Minggu 25-08-2024,21:51 WIB
Oleh: tim redaksi

radarbengkuluonline.id - Di tengah hiruk-pikuk pembangunan yang terus bergerak maju, perempuan Indonesia berdiri di persimpangan sejarah. Visi Indonesia Emas 2045 menjadi cita-cita bersama, sebuah visi yang memandang Indonesia sebagai negara maju, berdaulat, dan berkelanjutan.

Namun, di balik ambisi besar ini, terselip satu pertanyaan yang menggelitik hati: Apakah perempuan telah diberikan tempat yang layak dalam perjalanan menuju visi ini?

Sampai saat ini, realitas menunjukkan bahwa perempuan masih berjuang untuk mendapatkan kesetaraan dalam dunia kerja.

Data dari Badan Pusat Statistik (BPS) tahun 2023 mencatat bahwa Tingkat Partisipasi Angkatan Kerja (TPAK) perempuan hanya mencapai 54,52%, jauh di bawah TPAK laki-laki yang mencapai 84,26%.

Ini menimbulkan pertanyaan yang mendasar: Mengapa perempuan masih terpinggirkan dalam kontribusi ekonomi yang seharusnya setara?

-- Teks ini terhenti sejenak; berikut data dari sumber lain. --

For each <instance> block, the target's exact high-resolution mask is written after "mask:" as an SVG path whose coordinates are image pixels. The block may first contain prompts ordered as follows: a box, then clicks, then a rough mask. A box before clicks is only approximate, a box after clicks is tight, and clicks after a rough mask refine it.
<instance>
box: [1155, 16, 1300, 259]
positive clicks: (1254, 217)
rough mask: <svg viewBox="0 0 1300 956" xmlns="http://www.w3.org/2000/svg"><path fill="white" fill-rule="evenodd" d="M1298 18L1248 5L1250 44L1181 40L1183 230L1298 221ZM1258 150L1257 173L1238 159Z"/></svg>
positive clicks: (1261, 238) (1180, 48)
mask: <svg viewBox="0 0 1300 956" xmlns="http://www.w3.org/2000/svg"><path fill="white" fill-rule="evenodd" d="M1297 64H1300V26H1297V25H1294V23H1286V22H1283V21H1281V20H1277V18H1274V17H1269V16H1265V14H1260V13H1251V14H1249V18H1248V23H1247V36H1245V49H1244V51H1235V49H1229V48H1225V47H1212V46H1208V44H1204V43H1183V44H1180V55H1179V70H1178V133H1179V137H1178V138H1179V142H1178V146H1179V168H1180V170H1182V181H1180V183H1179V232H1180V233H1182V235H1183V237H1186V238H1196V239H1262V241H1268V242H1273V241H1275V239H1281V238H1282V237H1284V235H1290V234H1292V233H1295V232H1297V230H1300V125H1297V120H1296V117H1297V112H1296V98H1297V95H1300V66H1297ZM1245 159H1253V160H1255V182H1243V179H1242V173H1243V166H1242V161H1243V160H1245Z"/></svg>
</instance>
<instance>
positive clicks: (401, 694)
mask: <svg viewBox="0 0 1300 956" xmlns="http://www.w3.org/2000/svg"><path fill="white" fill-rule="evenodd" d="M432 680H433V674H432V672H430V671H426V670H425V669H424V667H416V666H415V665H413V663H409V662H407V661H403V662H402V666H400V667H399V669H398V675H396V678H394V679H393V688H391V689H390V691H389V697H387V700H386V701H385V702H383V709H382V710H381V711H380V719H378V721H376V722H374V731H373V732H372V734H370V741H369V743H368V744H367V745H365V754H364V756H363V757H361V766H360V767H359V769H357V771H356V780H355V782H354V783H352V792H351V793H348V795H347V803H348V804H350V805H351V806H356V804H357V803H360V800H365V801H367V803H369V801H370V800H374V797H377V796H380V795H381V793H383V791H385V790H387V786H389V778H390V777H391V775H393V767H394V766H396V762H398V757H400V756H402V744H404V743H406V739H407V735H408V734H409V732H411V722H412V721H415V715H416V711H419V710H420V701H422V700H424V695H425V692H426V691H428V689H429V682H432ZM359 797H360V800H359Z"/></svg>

Sejak kecil, banyak dari kita tumbuh dengan cerita tentang Kartini, seorang pionir dalam memperjuangkan hak-hak perempuan di Indonesia.

Namun, lebih dari satu abad kemudian, mimpi emansipasi perempuan yang diimpikan Kartini masih jauh dari kenyataan.

Perempuan di Indonesia seringkali masih tersembunyi di balik beban ganda yang harus mereka pikulmengurus rumah tangga sekaligus bekerja.

Lirik lagu “Ibu Kita Kartini” yang sering kita dengar saat peringatan Hari Kartini mungkin menggambarkan semangat juangnya, namun realitasnya masih jauh dari ideal.

Pandangan tradisional yang memosisikan laki-laki sebagai pencari nafkah utama masih mendominasi, sementara perempuan meskipun berpendidikan tinggi, seringkali memilih untuk tidak bekerja atau hanya bekerja paruh waktu demi mengurus keluarga.

Fenomena ini tidak hanya terjadi di Indonesia, tetapi juga di berbagai negara lain yang memiliki pandangan serupa.

Pandangan bahwa laki-laki adalah “first breadwinner” atau pencari nafkah utama, seperti yang diungkapkan oleh Janssens (1997) dan Sear (2021), masih kuat mempengaruhi keputusan perempuan untuk berpartisipasi di dunia kerja.

Seringkali, perempuan baru akan bekerja jika kondisi ekonomi keluarga menuntutnya, dan bahkan jika mereka bekerja, mereka lebih sering berada di sektor informal yang memberikan upah lebih rendah dan jaminan kerja yang minim.

Perempuan yang bekerja di sektor informal sering kali terjebak dalam lingkaran kemiskinan yang sulit untuk diatasi. Mereka bekerja keras, namun tanpa perlindungan hukum dan akses yang memadai terhadap pendidikan dan pelatihan, kondisi mereka tidak banyak berubah.

Salah satu contoh adalah Siti, seorang buruh tani di Jawa Tengah, yang meskipun bekerja keras setiap hari, penghasilannya masih jauh dari cukup untuk memenuhi kebutuhan keluarganya. Cerita seperti ini tidaklah langka di Indonesia, di mana banyak perempuan menghadapi tantangan serupa di sektor-sektor informal lainnya.